Unlike heater length, heater width had negligible effect on the optimum diode distance meaning it should be kept as thin as possible to allow the maximum achievable temperature without exceeding the current density limit. In fact, simulations in stagnant flow (Figure 3b) showed a significant difference in the shape of heated zone within the membrane (more circular for shorter heaters). From this we can deduce that the most important factor in deciding optimum diode distance is the shape of the membrane temperature profile produced by the heater.

The power dissipation presented in Equation (2) assumes that the membrane is circular. It is possible to further optimise the geometry by converting this shape into a square with rounded corners (300 µm radius of curvature) providing the equivalent radius, $D_e=4A/Pe$, of the new shape is used where A is the area of the shape and Pe is the wetted perimeter.
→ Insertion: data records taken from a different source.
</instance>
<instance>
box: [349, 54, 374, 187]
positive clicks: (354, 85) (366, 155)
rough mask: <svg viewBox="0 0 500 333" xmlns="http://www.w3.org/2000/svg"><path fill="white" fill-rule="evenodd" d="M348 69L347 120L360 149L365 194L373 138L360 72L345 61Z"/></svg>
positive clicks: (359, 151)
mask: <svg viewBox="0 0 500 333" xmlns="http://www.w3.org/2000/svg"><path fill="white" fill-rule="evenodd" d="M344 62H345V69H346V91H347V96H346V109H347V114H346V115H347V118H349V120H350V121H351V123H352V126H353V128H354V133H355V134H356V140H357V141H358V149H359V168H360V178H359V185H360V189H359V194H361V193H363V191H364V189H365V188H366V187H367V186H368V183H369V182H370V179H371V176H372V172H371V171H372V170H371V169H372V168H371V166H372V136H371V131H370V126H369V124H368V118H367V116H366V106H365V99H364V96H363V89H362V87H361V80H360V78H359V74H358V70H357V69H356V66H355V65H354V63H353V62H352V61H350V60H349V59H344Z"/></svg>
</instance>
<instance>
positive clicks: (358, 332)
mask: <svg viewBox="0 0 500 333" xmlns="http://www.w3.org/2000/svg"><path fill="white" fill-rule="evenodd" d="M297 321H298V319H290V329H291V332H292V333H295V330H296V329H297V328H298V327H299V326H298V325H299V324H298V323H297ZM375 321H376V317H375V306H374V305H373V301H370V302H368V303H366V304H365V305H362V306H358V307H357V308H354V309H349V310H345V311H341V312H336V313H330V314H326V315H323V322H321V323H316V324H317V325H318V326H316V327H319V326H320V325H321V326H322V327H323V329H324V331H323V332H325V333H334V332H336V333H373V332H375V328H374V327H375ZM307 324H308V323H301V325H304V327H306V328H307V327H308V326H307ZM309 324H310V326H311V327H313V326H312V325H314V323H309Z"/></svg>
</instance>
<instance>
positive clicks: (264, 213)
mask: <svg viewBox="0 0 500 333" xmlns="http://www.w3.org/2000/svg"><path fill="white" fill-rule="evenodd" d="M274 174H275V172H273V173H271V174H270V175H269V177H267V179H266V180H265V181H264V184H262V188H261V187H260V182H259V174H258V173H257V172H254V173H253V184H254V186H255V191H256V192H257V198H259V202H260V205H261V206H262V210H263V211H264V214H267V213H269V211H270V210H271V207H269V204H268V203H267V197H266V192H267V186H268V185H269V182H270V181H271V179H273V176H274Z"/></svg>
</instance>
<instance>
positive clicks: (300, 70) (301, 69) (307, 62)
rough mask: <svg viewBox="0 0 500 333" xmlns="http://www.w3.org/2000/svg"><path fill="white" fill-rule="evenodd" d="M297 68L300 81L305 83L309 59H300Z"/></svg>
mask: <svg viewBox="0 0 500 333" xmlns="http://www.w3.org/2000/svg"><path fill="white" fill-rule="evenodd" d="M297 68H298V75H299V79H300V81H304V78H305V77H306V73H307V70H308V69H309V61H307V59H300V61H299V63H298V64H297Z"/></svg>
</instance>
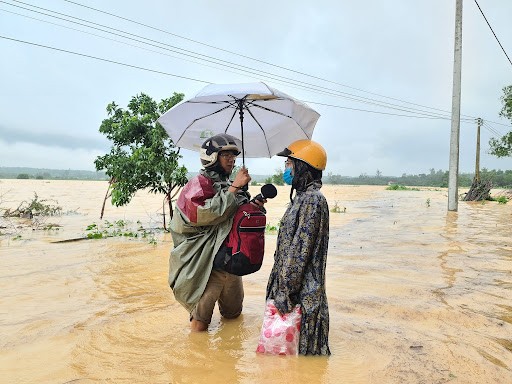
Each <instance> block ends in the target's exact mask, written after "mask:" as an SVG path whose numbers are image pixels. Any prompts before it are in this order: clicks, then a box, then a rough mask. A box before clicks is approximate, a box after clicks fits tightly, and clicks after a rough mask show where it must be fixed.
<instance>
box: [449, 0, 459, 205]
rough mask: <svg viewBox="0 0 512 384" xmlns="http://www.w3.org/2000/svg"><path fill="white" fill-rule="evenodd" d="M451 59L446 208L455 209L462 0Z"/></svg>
mask: <svg viewBox="0 0 512 384" xmlns="http://www.w3.org/2000/svg"><path fill="white" fill-rule="evenodd" d="M453 56H454V59H453V93H452V128H451V135H450V168H449V171H448V210H449V211H456V210H457V207H458V203H459V201H458V194H459V192H458V190H459V180H458V178H459V136H460V88H461V86H460V84H461V67H462V0H456V5H455V46H454V55H453Z"/></svg>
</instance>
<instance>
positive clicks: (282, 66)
mask: <svg viewBox="0 0 512 384" xmlns="http://www.w3.org/2000/svg"><path fill="white" fill-rule="evenodd" d="M13 1H18V0H13ZM63 1H65V2H68V3H71V4H74V5H77V6H79V7H84V8H87V9H90V10H93V11H95V12H99V13H103V14H105V15H109V16H112V17H115V18H118V19H120V20H124V21H128V22H130V23H133V24H137V25H140V26H143V27H146V28H149V29H152V30H155V31H158V32H162V33H165V34H168V35H171V36H174V37H178V38H180V39H183V40H187V41H190V42H193V43H196V44H199V45H203V46H205V47H208V48H213V49H216V50H219V51H222V52H226V53H229V54H232V55H235V56H239V57H242V58H244V59H249V60H253V61H256V62H258V63H262V64H266V65H269V66H272V67H275V68H279V69H283V70H285V71H289V72H292V73H295V74H299V75H302V76H306V77H309V78H312V79H315V80H322V81H325V82H327V83H330V84H334V85H338V86H341V87H345V88H349V89H353V90H355V91H359V92H363V93H367V94H370V95H373V96H379V97H383V98H385V99H389V100H394V101H399V102H401V103H406V104H410V105H415V106H417V107H422V108H428V109H432V110H437V111H441V112H447V111H445V110H442V109H438V108H434V107H428V106H425V105H421V104H416V103H412V102H409V101H405V100H401V99H397V98H393V97H390V96H385V95H381V94H378V93H374V92H370V91H366V90H364V89H360V88H356V87H351V86H349V85H346V84H342V83H338V82H335V81H332V80H329V79H325V78H322V77H318V76H314V75H311V74H308V73H305V72H301V71H297V70H294V69H291V68H287V67H284V66H280V65H278V64H274V63H270V62H268V61H264V60H260V59H257V58H254V57H251V56H246V55H243V54H241V53H237V52H234V51H230V50H227V49H224V48H219V47H217V46H214V45H210V44H207V43H203V42H201V41H198V40H194V39H191V38H188V37H185V36H181V35H178V34H175V33H172V32H169V31H166V30H163V29H160V28H156V27H153V26H151V25H148V24H145V23H141V22H138V21H135V20H132V19H129V18H126V17H122V16H119V15H116V14H113V13H110V12H106V11H103V10H101V9H97V8H94V7H90V6H87V5H84V4H81V3H77V2H75V1H71V0H63ZM18 2H20V1H18Z"/></svg>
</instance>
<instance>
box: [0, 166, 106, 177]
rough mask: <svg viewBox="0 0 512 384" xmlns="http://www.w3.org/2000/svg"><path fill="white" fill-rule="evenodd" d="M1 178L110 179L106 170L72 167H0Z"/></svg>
mask: <svg viewBox="0 0 512 384" xmlns="http://www.w3.org/2000/svg"><path fill="white" fill-rule="evenodd" d="M0 179H39V180H108V176H107V175H105V172H94V171H81V170H72V169H40V168H26V167H0Z"/></svg>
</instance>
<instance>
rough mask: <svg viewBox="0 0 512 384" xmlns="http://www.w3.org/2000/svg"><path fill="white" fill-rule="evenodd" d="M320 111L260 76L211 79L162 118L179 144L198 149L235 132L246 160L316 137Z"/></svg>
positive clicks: (162, 119)
mask: <svg viewBox="0 0 512 384" xmlns="http://www.w3.org/2000/svg"><path fill="white" fill-rule="evenodd" d="M319 117H320V114H319V113H318V112H316V111H315V110H313V109H312V108H310V107H309V106H308V105H306V104H305V103H303V102H301V101H299V100H296V99H294V98H293V97H291V96H289V95H287V94H285V93H283V92H280V91H278V90H277V89H274V88H270V87H269V86H267V85H266V84H265V83H261V82H259V83H242V84H211V85H208V86H206V87H205V88H203V89H202V90H201V91H200V92H199V93H198V94H197V95H196V96H195V97H194V98H192V99H189V100H186V101H183V102H182V103H180V104H178V105H176V106H174V107H173V108H171V109H169V110H168V111H167V112H165V113H164V114H163V115H162V116H160V118H159V119H158V122H159V123H160V124H161V125H162V126H163V127H164V128H165V130H166V131H167V133H168V134H169V137H170V138H171V139H172V140H173V141H174V144H175V145H176V146H178V147H180V148H186V149H191V150H194V151H199V149H200V148H201V144H202V143H203V142H204V141H205V140H206V139H207V138H209V137H211V136H213V135H216V134H219V133H227V134H229V135H231V136H234V137H236V138H238V139H240V140H241V144H242V156H243V158H244V163H245V157H272V156H273V155H275V154H276V153H278V152H280V151H282V150H283V148H285V147H286V146H288V145H289V144H290V143H292V142H293V141H295V140H300V139H311V136H312V135H313V129H314V127H315V124H316V122H317V121H318V118H319Z"/></svg>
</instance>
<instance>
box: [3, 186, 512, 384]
mask: <svg viewBox="0 0 512 384" xmlns="http://www.w3.org/2000/svg"><path fill="white" fill-rule="evenodd" d="M106 188H107V183H106V182H93V181H47V180H0V208H4V209H5V208H11V209H15V208H16V207H18V206H19V205H20V203H21V202H22V201H24V200H26V201H31V200H33V198H34V193H37V196H38V198H39V199H40V200H48V202H49V203H52V199H53V200H54V201H53V203H55V201H56V204H57V205H59V206H60V207H62V209H63V212H64V213H63V215H61V216H57V217H49V218H47V219H45V220H44V222H42V221H40V222H37V221H36V222H34V221H33V220H30V219H7V218H0V226H1V227H2V228H1V229H0V233H1V235H0V266H1V270H0V292H1V295H0V336H1V337H0V346H1V348H0V372H1V373H0V382H2V383H84V384H85V383H105V382H108V383H208V384H216V383H240V384H242V383H379V384H380V383H446V382H450V383H472V384H473V383H512V241H511V235H512V202H510V203H508V204H498V203H496V202H485V203H482V202H473V203H467V202H459V209H458V212H447V206H448V204H447V192H446V190H444V189H422V190H421V191H388V190H386V189H385V187H366V186H360V187H359V186H324V188H322V191H323V192H324V194H325V195H326V197H327V199H328V202H329V205H330V207H331V208H333V207H335V206H336V205H337V206H338V207H339V208H340V210H341V212H340V213H331V231H330V243H329V255H328V262H327V264H328V266H327V295H328V300H329V309H330V318H331V324H330V349H331V352H332V356H330V357H329V358H325V357H322V358H318V357H304V356H299V357H282V356H280V357H275V356H262V355H257V354H256V353H255V350H256V346H257V342H258V337H259V332H260V327H261V321H262V315H263V309H264V301H265V288H266V283H267V278H268V274H269V272H270V269H271V266H272V256H273V250H274V249H275V240H276V235H275V234H272V233H270V234H267V235H266V256H265V263H264V265H263V267H262V269H261V270H260V271H258V272H257V273H255V274H252V275H249V276H246V277H244V287H245V300H244V310H243V314H242V316H241V317H240V318H238V319H235V320H230V321H226V320H223V319H221V318H220V316H219V313H218V310H216V311H215V313H214V318H213V321H212V324H211V325H210V328H209V330H208V332H206V333H200V334H197V333H190V331H189V322H188V313H187V312H186V311H185V310H184V309H183V308H182V307H181V306H180V305H179V304H177V303H176V302H175V300H174V297H173V295H172V291H171V290H170V289H169V287H168V284H167V269H168V256H169V251H170V249H171V247H172V241H171V237H170V235H169V234H166V233H163V232H161V231H158V232H156V234H154V235H150V236H148V237H146V238H140V237H138V238H132V237H124V236H121V237H111V238H106V239H96V240H81V241H71V242H58V241H60V240H66V239H74V238H79V237H83V236H84V235H85V234H86V228H87V226H89V225H91V224H97V225H104V221H103V220H100V219H99V215H100V211H101V205H102V202H103V197H104V195H105V192H106ZM278 191H279V194H278V196H277V197H276V198H275V199H273V200H270V201H269V203H268V204H267V210H268V223H269V224H270V225H277V223H278V221H279V218H280V217H281V215H282V214H283V213H284V210H285V205H286V203H287V201H288V194H289V189H288V187H279V188H278ZM251 192H252V193H253V194H256V193H258V187H251ZM460 192H462V191H460ZM161 207H162V196H160V195H152V194H146V193H145V192H144V193H143V192H141V193H139V194H137V196H136V197H135V198H134V199H133V201H132V202H131V203H130V204H129V205H128V206H126V207H120V208H115V207H112V206H111V205H110V203H107V206H106V209H105V215H104V220H107V221H108V222H110V223H114V222H116V221H117V220H123V221H124V222H126V223H127V226H130V225H131V226H132V227H133V228H135V231H136V230H137V228H138V227H140V226H142V227H144V228H146V230H147V231H149V230H150V229H151V228H159V227H161V226H162V216H161V209H162V208H161ZM343 211H344V212H343ZM138 222H139V223H138ZM48 224H58V225H60V227H58V230H57V229H51V230H44V229H42V228H44V226H48ZM125 228H127V227H125ZM123 231H124V232H127V231H128V230H127V229H124V230H123ZM153 236H154V237H153ZM151 239H154V241H150V240H151Z"/></svg>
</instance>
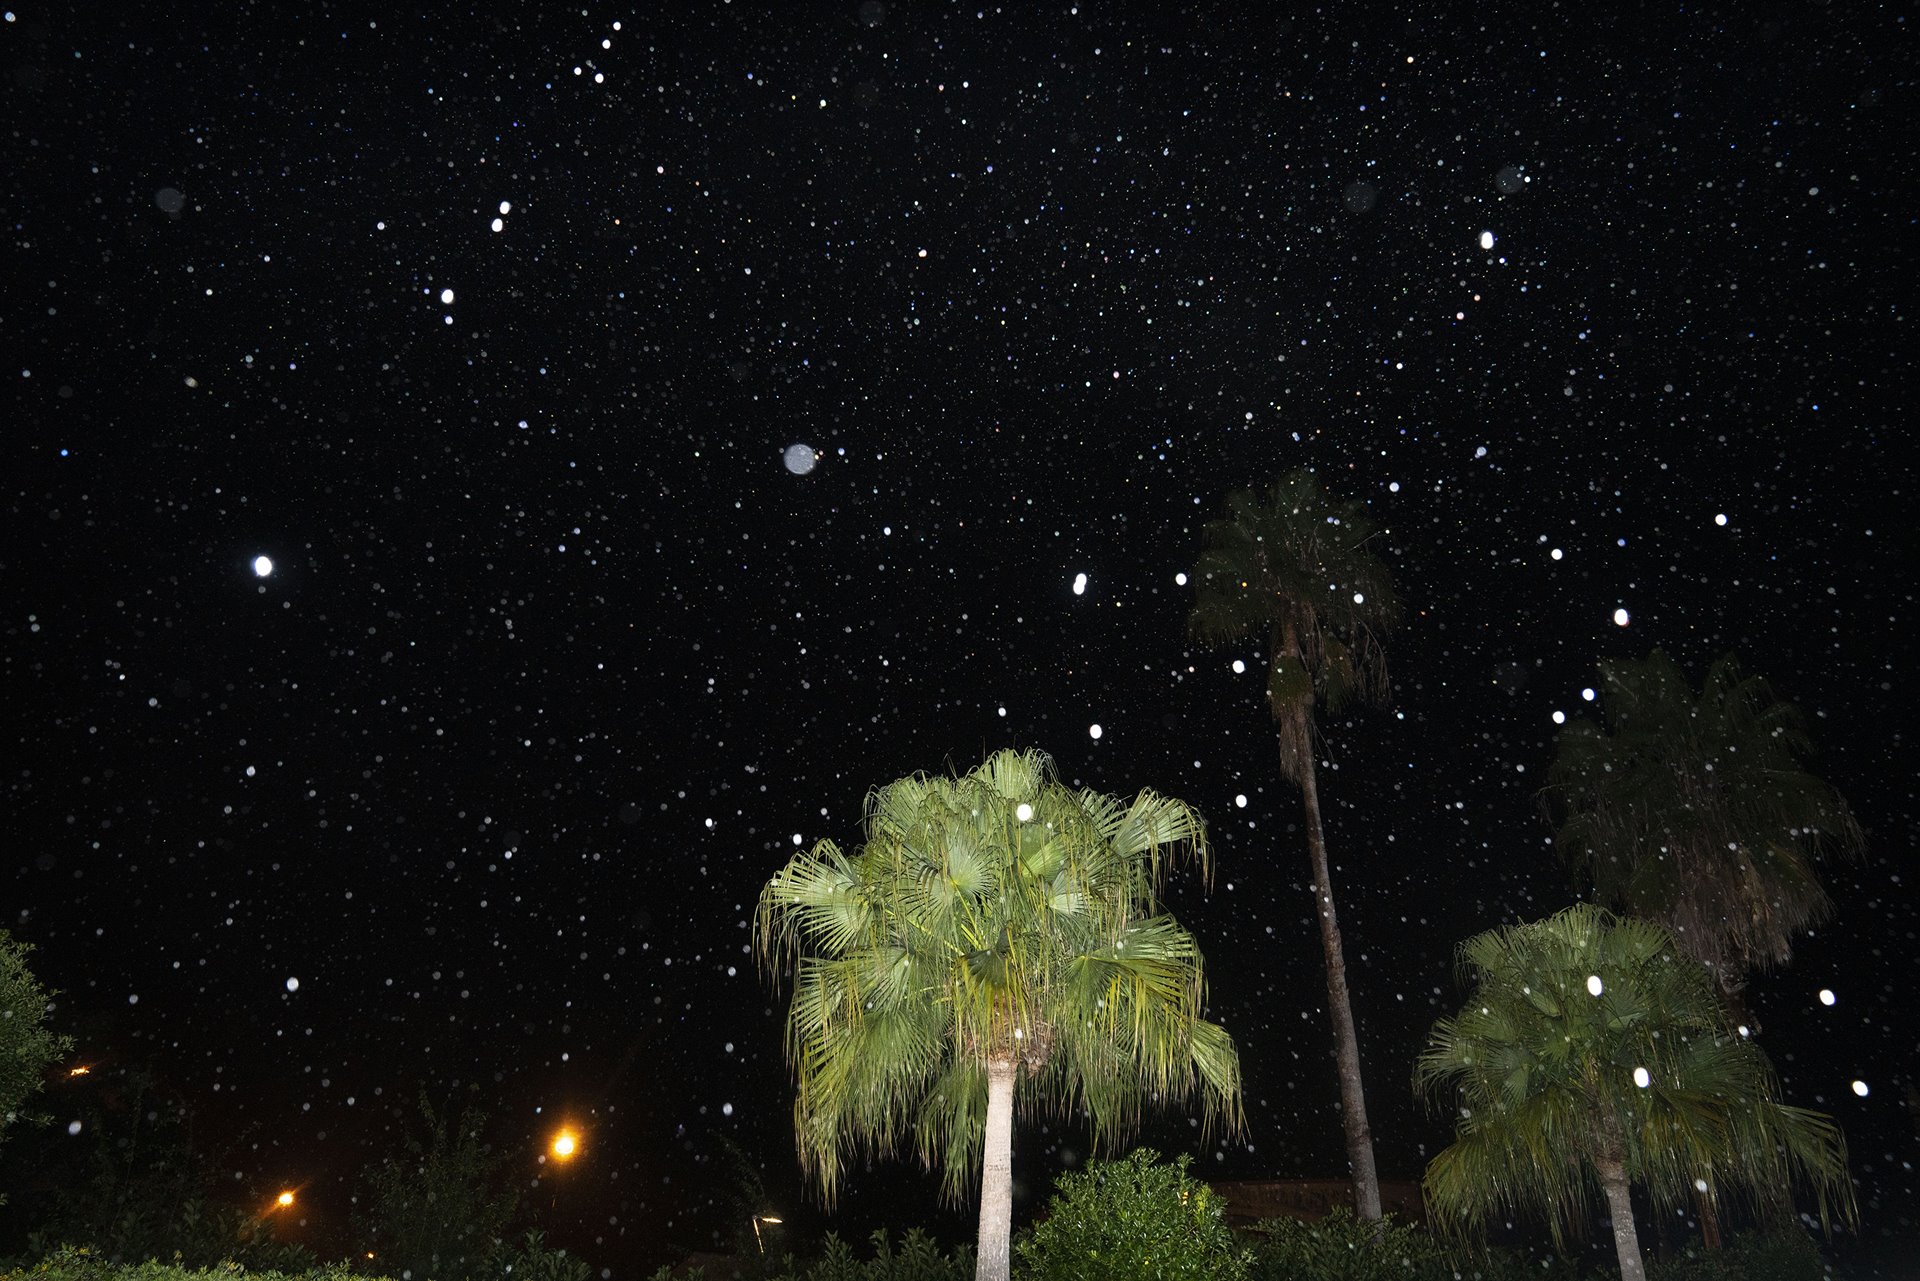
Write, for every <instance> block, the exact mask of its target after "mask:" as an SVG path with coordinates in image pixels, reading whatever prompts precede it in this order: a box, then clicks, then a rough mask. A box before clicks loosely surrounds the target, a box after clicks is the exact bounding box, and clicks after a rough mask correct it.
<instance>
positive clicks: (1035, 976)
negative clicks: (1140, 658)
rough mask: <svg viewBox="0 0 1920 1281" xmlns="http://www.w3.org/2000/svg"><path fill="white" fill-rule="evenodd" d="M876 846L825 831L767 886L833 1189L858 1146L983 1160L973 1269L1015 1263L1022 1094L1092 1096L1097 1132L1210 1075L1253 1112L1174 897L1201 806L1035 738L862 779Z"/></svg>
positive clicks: (815, 1154)
mask: <svg viewBox="0 0 1920 1281" xmlns="http://www.w3.org/2000/svg"><path fill="white" fill-rule="evenodd" d="M864 828H866V843H864V845H860V847H856V849H854V851H852V853H847V851H841V849H839V847H837V845H833V843H831V841H820V843H816V845H814V847H812V849H808V851H806V853H801V855H795V857H793V860H791V862H787V866H785V868H781V870H780V874H776V876H774V878H772V880H770V882H768V883H766V887H764V889H762V891H760V905H758V912H756V920H755V941H756V947H758V951H760V956H762V962H766V964H768V966H780V964H783V962H785V960H787V958H793V962H795V993H793V1006H791V1008H789V1012H787V1058H789V1060H791V1062H793V1070H795V1076H797V1079H799V1093H797V1099H795V1104H793V1118H795V1133H797V1143H799V1154H801V1164H803V1168H804V1170H806V1173H808V1175H812V1177H814V1179H816V1181H818V1183H820V1189H822V1193H824V1195H826V1196H828V1200H831V1198H833V1196H835V1193H837V1187H839V1181H841V1173H843V1162H845V1160H847V1158H849V1156H852V1154H885V1152H893V1150H897V1148H899V1147H900V1145H902V1141H904V1137H906V1135H912V1147H914V1152H916V1154H918V1158H920V1160H922V1162H924V1164H925V1166H927V1168H933V1166H939V1168H941V1172H943V1175H945V1189H943V1191H945V1193H947V1195H948V1196H952V1198H958V1196H960V1195H962V1191H964V1189H966V1185H968V1183H970V1179H972V1177H973V1173H975V1172H979V1179H981V1183H979V1187H981V1208H979V1256H977V1275H979V1277H981V1279H983V1281H985V1279H993V1281H1006V1277H1008V1268H1010V1256H1008V1245H1010V1231H1012V1135H1014V1110H1016V1102H1018V1104H1020V1108H1021V1110H1027V1108H1048V1110H1054V1112H1068V1110H1079V1108H1083V1110H1085V1112H1087V1116H1089V1120H1091V1124H1092V1139H1094V1145H1096V1147H1106V1145H1112V1143H1114V1141H1116V1139H1119V1137H1123V1135H1127V1133H1131V1131H1133V1129H1135V1125H1137V1122H1139V1116H1140V1104H1142V1102H1144V1100H1146V1099H1154V1100H1160V1102H1173V1100H1179V1099H1188V1097H1194V1095H1198V1097H1200V1102H1202V1108H1204V1116H1206V1122H1208V1127H1210V1129H1212V1125H1213V1124H1215V1122H1225V1125H1227V1127H1229V1129H1231V1131H1238V1129H1240V1125H1242V1112H1240V1064H1238V1058H1236V1054H1235V1049H1233V1039H1231V1037H1229V1035H1227V1031H1225V1029H1223V1027H1219V1026H1217V1024H1212V1022H1208V1020H1204V1018H1200V1008H1202V997H1204V981H1202V962H1200V949H1198V947H1196V943H1194V939H1192V935H1190V933H1187V930H1185V928H1181V924H1179V922H1177V920H1173V916H1169V914H1165V912H1164V910H1162V903H1160V887H1162V883H1164V878H1165V874H1167V870H1169V866H1171V864H1173V862H1175V860H1183V858H1190V860H1194V862H1198V864H1200V868H1202V872H1204V870H1206V857H1208V851H1206V834H1204V828H1202V822H1200V816H1198V814H1196V812H1194V810H1190V809H1188V807H1187V805H1183V803H1181V801H1173V799H1167V797H1160V795H1154V793H1152V791H1140V793H1139V795H1137V797H1135V799H1133V801H1131V803H1123V801H1119V799H1117V797H1108V795H1100V793H1096V791H1073V789H1068V787H1066V786H1062V784H1060V780H1058V776H1056V774H1054V768H1052V761H1050V759H1048V757H1046V755H1044V753H1037V751H1025V753H1016V751H1000V753H995V755H993V757H989V759H987V762H985V764H981V766H979V768H975V770H972V772H970V774H964V776H958V778H929V776H924V774H914V776H908V778H902V780H899V782H893V784H889V786H885V787H881V789H877V791H874V793H872V795H870V797H868V803H866V822H864Z"/></svg>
When $D_e$ is substituted into Equation (2) there is a reduction in power dissipation by 7% which agrees with the numerical results.

5. Conclusions

A novel diode-based flow sensor, fabricated with SOI CMOS MEMS technology, has been numerically modelled. Simulations were validated against experimental results and proven to be quantitatively accurate. The temperature difference of the upstream and downstream diode was calculated at different distances from the heater for a variety of flow rates, and showed that with increased flow rate the optimum location of the diode becomes closer to the heater. The different optimum distances can be ascribed to a different initial temperature distribution and its evolution with increasing wall shear stress. Furthermore, it was shown that the heater width has negligible effect on the temperature distribution whereas heater length affected the shape of the heated region, resulting in different optimum diode distances. Finally, a rounded square membrane can reduce power dissipation (by 7%). This set of information will ultimately provide the ability for application-driven optimisation of thermal flow sensors by spatial heat generation and temperature distribution sensing engineering.